En cuanto a las hogueras, es cierto que antes había muchas más, y más grandes, en Barcelona. Yo recuerdo cuando era pequeña, hará unos veinte años, que iba a la hoguera más cercana a mi casa, cerraban el tráfico en el cruce entre dos calles y la hoguera era casi tan alta como los edificios e varias plantas. La gente ponía sus muebles viejos, yo siempre tiraba mis apuntes de ese curso, había puestos de comida, bebida y músic alrededor y todos tirábamos petardos por ahí cerca y a la hoguera. Ya entonces oía a los mayores que no había tantas hogueras como antes, en las que había habido una en cada esquina. Parece que cada vez lo han considerado más peligroso y sobretodo costoso (cerrar el tráfico, tener un gran número de bomberos, médicos, guards urbanos,... trabajando, etc.) y actualmente son realmente difíciles de encontrar en medio de la ciudad, son hogueras mucho más pequeñas, que se pueden saltar, y no duran en absoluto toda la noche. Pero la fiesta se sigue haciendo y sigue siendo muy inportante. No sé si en Valencia, Málaga u otros lugares la supuesta _seguridad_ está matando también a las hogueras.


----------



## K-Milla

Katuka said:


> Creo que debí comenzar este post con mi tierra natal, Chile (amado). Creo que me entusiasmé con las fiestas corrientes en dónde vivo.
> 
> Son las "Fiestas Patrias". Sucede en *Septiembre*, se celebra la independencia, dura en estricto rigor d*os días* (ya en la práctica son en general tres) y se caracteriza por el tinte "huaso". La música (cueca), vestimenta (espuelas, poncho y sombrero huaso) , bebidas (chicha) y comidas (empanadas), todo es increíblemente alegre y...huaso. Aunque, confieso, también se caracteriza por los excesos.
> 
> _Algo que impresiona y conmuve es la cantidad de banderas chilenas por dónde se mire, cada vehículo, cada casa, cada mirada tiene la palabra Chile estampada, es demasiado colorido y bello._
> 
> Katty




La verdad que me impresiona la semejanza que tiene la celebración en Chile con la de México. La fecha es Septiembre, la fiesta generalmente es de dos días para todos [15 y 16]. Muchas personas se visten de manera tradicional [charros, adelitas...] y se ven banderas mexicanas por doquier.


----------



## PABLO DE SOTO

En España no existe un día nacional que se celebre popularmente. No hay algo parecido a un día nacional de España que se celebre de modo popular.
Existen el día de la Hispanidad y el día de la Constitución que son días de fiesta en todo el estado, pero en la práctica son meros días de fiesta oficial, con algún desfile, discursos conmemorativos y recepciones reales, pero sin expresión festiva en la calle, salvo en un lugar donde coincide el día de la Hispanidad con una fiesta local ( la Virgen del Pilar en Zaragoza).


----------



## sureño

chics said:


> No es así, fiestas como San Juan, San Jordi en Cataluña, la tomatina en Buñol, las fallas, las fiestas mayores de ciudades y pueblos en general, etc. están cada día más vivas


Bueno, me alegro por ustedes allí en España. Pero definitivamente aquí es todo lo opuesto; al menos en la región donde yo vivo. En esta zona del centro y sur del país, el carnaval ha prácticamente desaparecido.
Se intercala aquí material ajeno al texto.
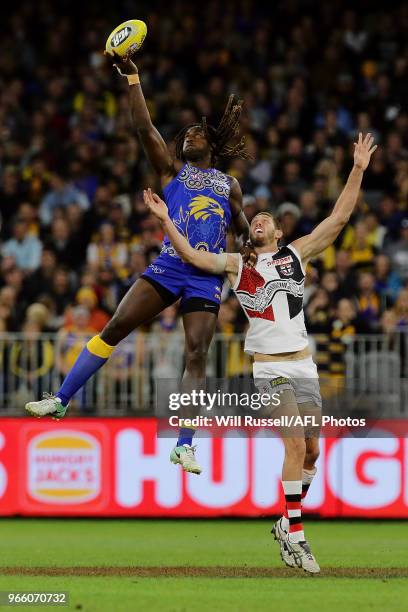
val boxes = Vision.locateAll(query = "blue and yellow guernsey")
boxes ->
[143,164,231,311]
[163,164,231,254]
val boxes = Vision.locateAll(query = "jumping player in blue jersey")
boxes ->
[26,57,249,474]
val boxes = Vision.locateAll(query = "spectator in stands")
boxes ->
[25,248,57,302]
[357,272,380,330]
[49,266,75,324]
[375,254,402,307]
[387,216,408,282]
[1,218,42,272]
[64,287,109,332]
[305,288,332,332]
[394,289,408,330]
[40,172,90,225]
[87,223,128,278]
[341,219,376,269]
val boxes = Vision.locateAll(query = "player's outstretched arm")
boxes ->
[143,189,239,280]
[114,55,176,187]
[229,177,257,267]
[292,133,377,263]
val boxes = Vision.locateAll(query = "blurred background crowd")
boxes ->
[0,0,408,367]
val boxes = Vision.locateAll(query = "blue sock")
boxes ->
[55,336,115,406]
[177,427,195,446]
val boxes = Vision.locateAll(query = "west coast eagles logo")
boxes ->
[173,195,227,251]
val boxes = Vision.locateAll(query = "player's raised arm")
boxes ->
[143,189,239,280]
[114,55,176,187]
[293,133,377,263]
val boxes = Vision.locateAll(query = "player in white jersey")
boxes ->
[144,134,376,573]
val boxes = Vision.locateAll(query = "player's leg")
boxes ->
[26,278,176,418]
[302,436,320,500]
[280,372,321,573]
[170,298,219,474]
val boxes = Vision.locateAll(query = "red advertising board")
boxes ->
[0,418,408,518]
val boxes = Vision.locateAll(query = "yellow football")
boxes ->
[105,19,147,57]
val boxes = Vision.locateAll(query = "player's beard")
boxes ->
[250,230,275,247]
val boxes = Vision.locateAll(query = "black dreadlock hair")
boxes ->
[175,94,250,164]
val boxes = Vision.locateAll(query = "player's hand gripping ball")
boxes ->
[105,19,147,61]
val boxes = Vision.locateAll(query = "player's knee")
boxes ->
[186,346,208,371]
[285,437,306,463]
[305,446,320,469]
[100,313,129,346]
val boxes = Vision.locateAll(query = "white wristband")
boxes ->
[215,253,227,274]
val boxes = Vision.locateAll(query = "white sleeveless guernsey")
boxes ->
[232,245,308,355]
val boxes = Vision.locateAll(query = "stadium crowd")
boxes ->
[0,0,408,364]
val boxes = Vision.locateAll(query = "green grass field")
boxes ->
[0,519,408,612]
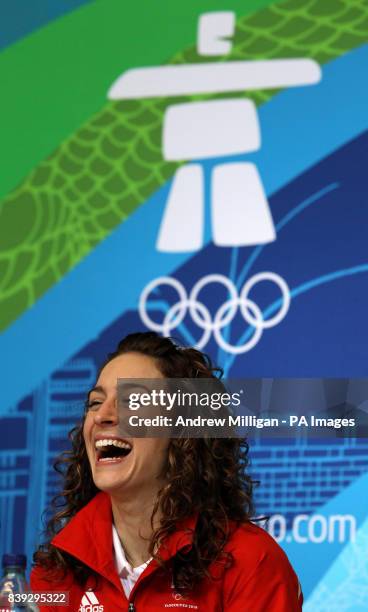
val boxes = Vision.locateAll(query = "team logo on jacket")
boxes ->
[78,591,104,612]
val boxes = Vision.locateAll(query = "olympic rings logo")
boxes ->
[138,272,291,355]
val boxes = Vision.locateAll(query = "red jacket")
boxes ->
[31,492,302,612]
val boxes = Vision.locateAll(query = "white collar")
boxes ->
[112,524,152,578]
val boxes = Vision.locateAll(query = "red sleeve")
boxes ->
[30,565,75,612]
[224,534,303,612]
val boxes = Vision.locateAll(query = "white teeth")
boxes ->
[95,438,131,449]
[98,457,119,463]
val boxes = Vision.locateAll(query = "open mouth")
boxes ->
[95,438,132,463]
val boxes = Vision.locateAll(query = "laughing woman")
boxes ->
[31,332,302,612]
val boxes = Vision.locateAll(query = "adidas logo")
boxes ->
[78,591,104,612]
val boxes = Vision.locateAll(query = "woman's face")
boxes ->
[83,353,168,497]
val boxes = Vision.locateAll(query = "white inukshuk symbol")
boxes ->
[108,11,321,252]
[139,272,290,354]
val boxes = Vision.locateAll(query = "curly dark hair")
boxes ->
[33,332,254,591]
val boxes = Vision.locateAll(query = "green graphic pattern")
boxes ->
[0,0,368,329]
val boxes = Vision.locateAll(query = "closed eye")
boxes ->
[85,400,102,410]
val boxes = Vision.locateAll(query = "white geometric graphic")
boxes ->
[157,164,204,252]
[108,11,321,252]
[212,162,276,246]
[162,99,261,161]
[197,11,235,56]
[138,272,290,354]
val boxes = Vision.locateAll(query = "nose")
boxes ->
[93,398,119,425]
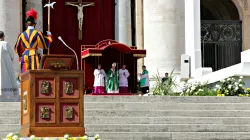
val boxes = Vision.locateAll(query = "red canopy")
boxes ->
[82,39,146,58]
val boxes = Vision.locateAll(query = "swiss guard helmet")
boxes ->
[26,9,38,24]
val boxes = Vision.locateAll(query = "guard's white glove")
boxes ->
[46,31,51,36]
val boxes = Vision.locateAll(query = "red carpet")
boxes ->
[86,93,133,96]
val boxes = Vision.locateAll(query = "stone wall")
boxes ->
[26,0,43,31]
[0,0,21,76]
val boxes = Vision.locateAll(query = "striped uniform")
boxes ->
[15,29,52,73]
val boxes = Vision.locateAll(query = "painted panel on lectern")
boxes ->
[60,78,79,98]
[36,78,55,98]
[60,103,80,123]
[36,103,55,123]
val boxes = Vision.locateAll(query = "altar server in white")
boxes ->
[119,65,130,93]
[0,31,19,96]
[94,64,106,94]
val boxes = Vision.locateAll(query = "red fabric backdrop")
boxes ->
[40,0,115,69]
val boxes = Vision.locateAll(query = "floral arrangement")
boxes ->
[3,133,101,140]
[215,76,246,96]
[180,82,216,96]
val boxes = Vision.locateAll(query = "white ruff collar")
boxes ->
[28,26,35,30]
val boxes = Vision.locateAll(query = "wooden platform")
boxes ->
[87,93,134,96]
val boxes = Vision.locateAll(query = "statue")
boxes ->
[65,2,94,31]
[64,82,73,94]
[41,81,50,94]
[40,107,50,119]
[65,106,74,119]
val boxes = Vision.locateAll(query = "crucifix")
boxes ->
[65,0,95,40]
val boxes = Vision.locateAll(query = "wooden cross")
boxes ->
[65,0,95,40]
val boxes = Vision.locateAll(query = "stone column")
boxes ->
[115,0,132,46]
[25,0,43,31]
[185,0,201,77]
[25,0,43,55]
[143,0,185,78]
[0,0,21,101]
[135,0,144,73]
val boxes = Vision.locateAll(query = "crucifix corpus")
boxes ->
[65,0,95,40]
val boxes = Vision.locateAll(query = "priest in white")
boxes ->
[0,31,19,96]
[119,65,130,93]
[94,64,106,94]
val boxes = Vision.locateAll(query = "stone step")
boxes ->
[84,96,250,103]
[0,117,21,126]
[84,132,250,140]
[84,102,250,110]
[84,116,250,125]
[0,124,21,134]
[84,109,250,117]
[0,110,21,118]
[85,124,250,133]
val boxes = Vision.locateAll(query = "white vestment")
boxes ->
[119,69,130,87]
[0,41,19,96]
[94,69,106,87]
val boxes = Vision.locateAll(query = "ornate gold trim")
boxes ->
[133,54,146,57]
[65,106,74,119]
[82,53,102,58]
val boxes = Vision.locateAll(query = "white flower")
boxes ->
[199,89,204,92]
[7,133,14,137]
[220,80,225,83]
[83,136,88,140]
[234,87,239,91]
[95,134,100,139]
[30,135,36,139]
[12,135,18,140]
[63,134,69,139]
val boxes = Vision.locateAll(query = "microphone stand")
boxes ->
[58,36,79,70]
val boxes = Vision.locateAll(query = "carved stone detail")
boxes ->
[41,81,51,94]
[243,0,248,10]
[64,82,73,94]
[40,107,50,119]
[65,106,74,119]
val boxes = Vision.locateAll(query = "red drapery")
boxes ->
[40,0,115,69]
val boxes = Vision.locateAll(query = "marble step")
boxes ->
[84,96,250,103]
[3,109,250,118]
[84,132,250,140]
[84,102,250,110]
[84,109,250,118]
[0,116,21,126]
[84,116,250,125]
[0,124,21,134]
[85,124,250,134]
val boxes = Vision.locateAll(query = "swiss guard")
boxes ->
[15,9,52,73]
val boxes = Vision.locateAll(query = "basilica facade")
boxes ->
[0,0,250,79]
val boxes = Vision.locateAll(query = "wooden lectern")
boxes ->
[20,55,85,137]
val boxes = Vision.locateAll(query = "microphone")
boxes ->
[58,36,79,70]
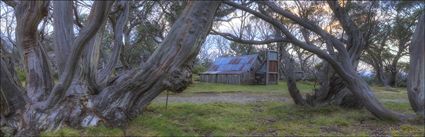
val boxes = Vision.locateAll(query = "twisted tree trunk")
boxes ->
[407,14,425,117]
[1,1,220,136]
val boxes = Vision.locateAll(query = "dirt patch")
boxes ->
[154,92,289,104]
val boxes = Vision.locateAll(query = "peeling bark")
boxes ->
[407,14,425,117]
[224,1,409,120]
[1,1,220,136]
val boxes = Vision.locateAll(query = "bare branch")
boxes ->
[210,30,290,45]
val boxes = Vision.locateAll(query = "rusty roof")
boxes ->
[202,54,258,74]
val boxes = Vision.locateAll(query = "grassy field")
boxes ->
[42,82,425,136]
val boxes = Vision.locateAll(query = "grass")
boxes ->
[184,81,314,95]
[42,82,425,136]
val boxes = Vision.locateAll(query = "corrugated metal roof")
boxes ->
[202,54,258,74]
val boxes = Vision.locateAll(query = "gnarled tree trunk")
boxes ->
[1,1,220,136]
[407,14,425,116]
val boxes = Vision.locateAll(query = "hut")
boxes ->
[200,51,279,84]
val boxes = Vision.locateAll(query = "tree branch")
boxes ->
[210,30,290,45]
[44,1,113,109]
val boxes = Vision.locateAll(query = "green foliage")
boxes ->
[42,82,425,136]
[40,127,80,137]
[184,81,314,95]
[230,42,257,55]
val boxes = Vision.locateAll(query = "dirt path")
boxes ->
[154,92,290,104]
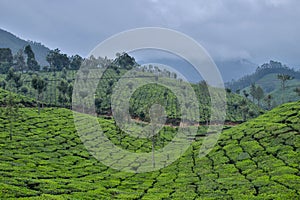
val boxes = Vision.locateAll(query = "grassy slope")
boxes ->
[0,102,300,199]
[0,69,262,123]
[242,74,300,105]
[0,88,36,107]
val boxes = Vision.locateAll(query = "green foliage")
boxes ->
[0,101,300,199]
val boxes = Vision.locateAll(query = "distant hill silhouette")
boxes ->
[226,60,300,91]
[0,29,50,66]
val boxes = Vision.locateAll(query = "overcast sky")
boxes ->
[0,0,300,67]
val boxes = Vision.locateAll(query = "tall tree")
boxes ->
[24,45,40,71]
[57,79,68,107]
[277,74,294,103]
[294,87,300,96]
[31,75,47,114]
[6,67,23,92]
[46,49,70,71]
[265,94,273,110]
[14,49,26,73]
[0,48,13,74]
[250,83,256,102]
[255,86,265,106]
[4,87,19,140]
[70,55,83,70]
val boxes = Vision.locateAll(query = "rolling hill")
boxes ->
[0,29,50,66]
[226,61,300,105]
[0,98,300,200]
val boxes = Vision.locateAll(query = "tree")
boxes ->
[46,49,70,72]
[5,67,23,92]
[70,55,83,70]
[113,53,136,70]
[67,84,73,109]
[24,45,40,71]
[265,94,272,110]
[4,91,19,140]
[243,90,249,99]
[31,75,47,114]
[250,83,256,102]
[57,79,68,107]
[294,87,300,96]
[0,48,13,74]
[79,90,88,113]
[255,86,265,106]
[240,99,249,121]
[14,49,26,73]
[277,74,294,103]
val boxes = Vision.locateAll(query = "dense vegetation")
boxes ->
[226,61,300,109]
[0,29,50,66]
[0,102,300,199]
[0,46,262,124]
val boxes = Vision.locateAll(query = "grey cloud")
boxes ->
[0,0,300,65]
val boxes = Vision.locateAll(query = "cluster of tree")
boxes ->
[250,84,265,106]
[0,45,83,74]
[226,60,300,91]
[236,74,300,110]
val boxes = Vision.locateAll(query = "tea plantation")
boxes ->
[0,102,300,200]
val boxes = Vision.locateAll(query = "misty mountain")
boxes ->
[137,58,257,83]
[0,29,50,66]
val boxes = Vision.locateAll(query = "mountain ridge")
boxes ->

Las fogatas de San Pedro y san Pablo pasan totalmente inadvertidas y las fiestas patrias otrora saludadas con fuegos artificiales al comienzo y al final del día, con eventos especiales durante todo el día han caído en desuso. 
Tal vez otros compatriotas podrían decir como es la situación en su entorno. Quizás no sea igual en todas partes.


----------



## Mariaguadalupe

Definitivamente una de las fiestas que nos caracteriza como mexicanos, y tal como describen se celebra en cada uno de los municipios del país, es el aniversario de la Independencia de México. El desfile que se lleva a cabo en la Cd. de México es militar y es presidido por el Presidente de la República. Otra fecha igual de importante y con el mismo sentido de patriotismo es el aniversario de la Revolución Mexicana; sin embargo, en esta fecha el desfile se caracteriza por ser deportivo, eso si, muchas adelitas y charros. Hay otras dos fechas que aunque no son del tipo patriótico si tiene que ver mucho con la cultura-el día de los muertos (fieles difuntos) que se celebra el 2 de noviembre y el día de Nuestra Señora de Guadalupe que es el día 12 de Diciembre. En ambas fiestas también se paraliza gran parte del país sobre todo las escuelas.


----------



## bb008

Hola

Venezuela se caracteriza mayormente por tener muchos días de festividades, generalmente son de carácter religiosos y en cada Estado o Región tiene su importancia, por lo menos en el Estado Lara celebran la procesión de la Divina Pastora, el Zulia la Feria de la Chinita, en Corpus Christi están Los Diablos de Yaré, eso es una maravilla y el día de San Juan en toda la costa venezolana lo celebran con los tambores eso también es una delicia...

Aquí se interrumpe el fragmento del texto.